Come teologo fondamentale non ho potuto fare a meno di confrontarmi con la Grammatica, un’opera certamente difficile, ma preziosa quando se ne penetra la logica e si acquista confidenza con il suo linguaggio. Un lettore che esaminasse in modo frettoloso l’itinerario proposto dall’Essay in Aid of a Grammar of Assent difficilmente vi riconoscerebbe — come vorrebbe invece il suo titolo — un “aiuto” a comprendere la logica della fede, specie in contesti (come quello contemporaneo) ove l’analisi razionale dell’atto di fede, o comunque l’idea di esporre la razionalità della fede, hanno da tempo abbandonato i trattati di Teologia fondamentale. In realtà, l’opera di Newman è il contrario di ciò che essa sembra a prima vista. La sua è una prospettiva antropologica, non razionale-astratta, e dunque assai prossima alla sensibilità odierna. È infatti sulla dimensione personale della conoscenza che Newman centra l’attenta valutazione di quali siano le condizioni gnoseologiche e fenomenologiche, di natura generale, che consentano di giungere con certezza ad una decisione da prendere in campi ove non vi fosse la possibilità di controllare tutte le variabili e gli aspetti del problema, condizioni che egli poi applicherà, come è noto, nei riguardi dell’assenso in materia religiosa. Newman vi elabora una convincente rivalutazione dell’assenso reale — cioè esperienziale, vissuto, ed eventualmente legato ad inferenze non formali — rispetto all’assenso nozionale, generalmente affidato all’inferenza formale.

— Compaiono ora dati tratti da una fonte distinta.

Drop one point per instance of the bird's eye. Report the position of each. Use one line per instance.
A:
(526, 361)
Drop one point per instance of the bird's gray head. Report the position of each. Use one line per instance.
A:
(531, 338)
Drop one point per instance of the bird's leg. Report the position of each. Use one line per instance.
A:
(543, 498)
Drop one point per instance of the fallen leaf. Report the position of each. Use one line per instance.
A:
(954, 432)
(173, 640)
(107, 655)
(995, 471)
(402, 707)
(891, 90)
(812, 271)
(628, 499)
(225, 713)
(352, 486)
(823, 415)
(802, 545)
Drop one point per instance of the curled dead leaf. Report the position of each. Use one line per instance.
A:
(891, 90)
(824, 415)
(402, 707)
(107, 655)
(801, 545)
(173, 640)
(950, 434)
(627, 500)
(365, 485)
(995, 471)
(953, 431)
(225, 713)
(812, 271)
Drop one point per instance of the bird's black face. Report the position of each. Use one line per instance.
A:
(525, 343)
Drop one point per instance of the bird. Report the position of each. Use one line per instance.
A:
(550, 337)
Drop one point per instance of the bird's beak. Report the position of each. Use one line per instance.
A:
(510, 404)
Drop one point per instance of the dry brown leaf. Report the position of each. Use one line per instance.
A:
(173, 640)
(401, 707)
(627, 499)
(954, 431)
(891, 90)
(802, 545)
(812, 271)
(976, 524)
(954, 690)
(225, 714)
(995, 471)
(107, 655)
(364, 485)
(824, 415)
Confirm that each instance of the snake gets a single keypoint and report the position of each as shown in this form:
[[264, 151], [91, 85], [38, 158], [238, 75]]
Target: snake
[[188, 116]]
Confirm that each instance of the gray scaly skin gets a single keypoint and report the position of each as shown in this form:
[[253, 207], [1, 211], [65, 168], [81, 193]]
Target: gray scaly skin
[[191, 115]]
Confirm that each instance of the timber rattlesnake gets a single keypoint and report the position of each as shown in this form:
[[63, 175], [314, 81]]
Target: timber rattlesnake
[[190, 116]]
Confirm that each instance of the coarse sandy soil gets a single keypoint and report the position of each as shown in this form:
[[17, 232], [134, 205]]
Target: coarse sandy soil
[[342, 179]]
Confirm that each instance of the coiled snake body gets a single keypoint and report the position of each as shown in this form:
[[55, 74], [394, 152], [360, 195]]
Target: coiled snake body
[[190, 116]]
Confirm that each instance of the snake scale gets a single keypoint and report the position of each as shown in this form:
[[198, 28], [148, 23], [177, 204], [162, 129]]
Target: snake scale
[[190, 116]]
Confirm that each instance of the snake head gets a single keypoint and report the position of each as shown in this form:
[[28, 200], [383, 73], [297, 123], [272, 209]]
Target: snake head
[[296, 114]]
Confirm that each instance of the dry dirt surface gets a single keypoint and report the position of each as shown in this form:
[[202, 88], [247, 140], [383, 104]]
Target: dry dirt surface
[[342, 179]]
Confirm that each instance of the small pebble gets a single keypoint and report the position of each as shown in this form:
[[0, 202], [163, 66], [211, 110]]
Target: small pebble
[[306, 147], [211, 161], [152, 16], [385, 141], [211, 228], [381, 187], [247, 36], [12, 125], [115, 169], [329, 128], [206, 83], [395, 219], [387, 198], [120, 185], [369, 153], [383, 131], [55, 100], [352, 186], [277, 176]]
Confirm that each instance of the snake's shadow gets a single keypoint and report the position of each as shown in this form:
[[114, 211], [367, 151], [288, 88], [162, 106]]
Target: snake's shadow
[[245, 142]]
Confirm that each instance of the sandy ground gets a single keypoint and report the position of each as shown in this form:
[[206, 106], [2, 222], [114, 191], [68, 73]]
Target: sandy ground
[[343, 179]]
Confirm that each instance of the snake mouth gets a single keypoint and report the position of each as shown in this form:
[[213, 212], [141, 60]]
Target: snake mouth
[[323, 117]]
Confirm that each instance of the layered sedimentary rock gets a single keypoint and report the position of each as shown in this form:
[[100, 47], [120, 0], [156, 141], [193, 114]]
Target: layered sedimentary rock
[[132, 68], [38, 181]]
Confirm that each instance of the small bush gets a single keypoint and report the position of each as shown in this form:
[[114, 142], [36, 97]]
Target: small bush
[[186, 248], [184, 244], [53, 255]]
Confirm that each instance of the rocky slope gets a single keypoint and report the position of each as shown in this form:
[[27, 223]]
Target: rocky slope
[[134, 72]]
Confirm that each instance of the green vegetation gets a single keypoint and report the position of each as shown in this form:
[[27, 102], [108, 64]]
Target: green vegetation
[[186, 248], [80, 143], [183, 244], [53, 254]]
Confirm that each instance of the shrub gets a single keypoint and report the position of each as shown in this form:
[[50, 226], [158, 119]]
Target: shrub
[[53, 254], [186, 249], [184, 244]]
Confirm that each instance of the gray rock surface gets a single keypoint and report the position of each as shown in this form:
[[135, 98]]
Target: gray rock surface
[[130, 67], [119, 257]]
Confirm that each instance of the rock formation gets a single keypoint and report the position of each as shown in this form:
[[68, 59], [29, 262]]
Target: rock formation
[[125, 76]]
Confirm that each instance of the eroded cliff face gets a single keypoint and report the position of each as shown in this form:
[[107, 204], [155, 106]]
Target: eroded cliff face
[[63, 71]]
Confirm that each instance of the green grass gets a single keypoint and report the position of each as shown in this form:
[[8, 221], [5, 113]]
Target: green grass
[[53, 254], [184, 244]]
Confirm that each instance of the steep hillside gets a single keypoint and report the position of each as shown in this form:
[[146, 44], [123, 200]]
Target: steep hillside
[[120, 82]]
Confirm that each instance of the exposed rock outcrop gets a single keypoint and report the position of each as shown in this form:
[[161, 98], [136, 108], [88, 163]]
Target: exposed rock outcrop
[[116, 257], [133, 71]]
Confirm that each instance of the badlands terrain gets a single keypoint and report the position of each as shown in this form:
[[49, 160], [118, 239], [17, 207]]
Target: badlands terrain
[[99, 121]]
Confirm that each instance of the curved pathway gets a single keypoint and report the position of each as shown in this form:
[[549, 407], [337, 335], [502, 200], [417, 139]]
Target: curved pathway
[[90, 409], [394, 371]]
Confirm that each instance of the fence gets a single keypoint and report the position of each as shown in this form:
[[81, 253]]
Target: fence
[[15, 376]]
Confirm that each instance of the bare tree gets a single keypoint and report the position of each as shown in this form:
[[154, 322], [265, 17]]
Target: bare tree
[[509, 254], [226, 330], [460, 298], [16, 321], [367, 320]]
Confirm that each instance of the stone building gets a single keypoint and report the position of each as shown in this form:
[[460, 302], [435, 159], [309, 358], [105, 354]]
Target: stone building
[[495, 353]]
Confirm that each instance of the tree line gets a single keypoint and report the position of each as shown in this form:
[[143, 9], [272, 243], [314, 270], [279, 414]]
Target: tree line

Nella Grammatica dell’assenso risalta il ruolo propedeutico attribuito da Newman alla religione naturale, che nel linguaggio del teologo di Oxford vuol dire religiosità dell’uomo, onestà intellettuale verso la divinità, come quest’ultima può essere colta da una recta ratio. Newman è infatti persuaso che la prova della rivelazione del Cristianesimo sia riconoscibile da coloro i quali sono preparati, nel loro intelletto e nella loro coscienza, da quelle idee e sentimenti religiosi corrispondenti alla religiosità naturale. Questa rappresenta una sorta di grande, organico preambolo della fede nella Rivelazione, una preparazione formale propedeutica alla successiva considerazione di quelle che sono chiamate le prove del Cristianesimo (Evidences of Christianity). I principali contenuti attribuiti alla religione, propedeutica all’accoglienza della Rivelazione, vengono così riassunti da Newman:

«Una credenza e una percezione della presenza divina [di Dio], un riconoscimento dei Suoi attributi e un’ammirazione della Sua persona vista attraverso di essi [Creatore, Somma Bontà, ecc.]; una convinzione del valore dell’anima e della realtà e importanza del mondo invisibile, la convinzione che, in proporzione a quanto nella nostra persona ci rendiamo partecipi degli attributi che in Lui ammiriamo, siamo a Lui cari [coscienza morale]; al contrario, la consapevolezza che siamo lontani dall’esemplificarli, la conseguente intuizione della nostra colpa e della nostra miseria, l’ansiosa speranza di riconciliarci con Lui [senso della trascendenza di Dio e senso di colpa], il desiderio di conoscerlo e amarlo [amore a Dio–Verità] e la sensibile ricerca in tutto ciò che accade, sia nel corso della natura che della vita umana, di segni, se ce ne sono del Suo concederci ciò di cui abbiamo tanto bisogno [Provvidenza]. Questi sono esempi dello stato mentale che concordo che debbano avere coloro che indagano sulla verità del cristianesimo».[1]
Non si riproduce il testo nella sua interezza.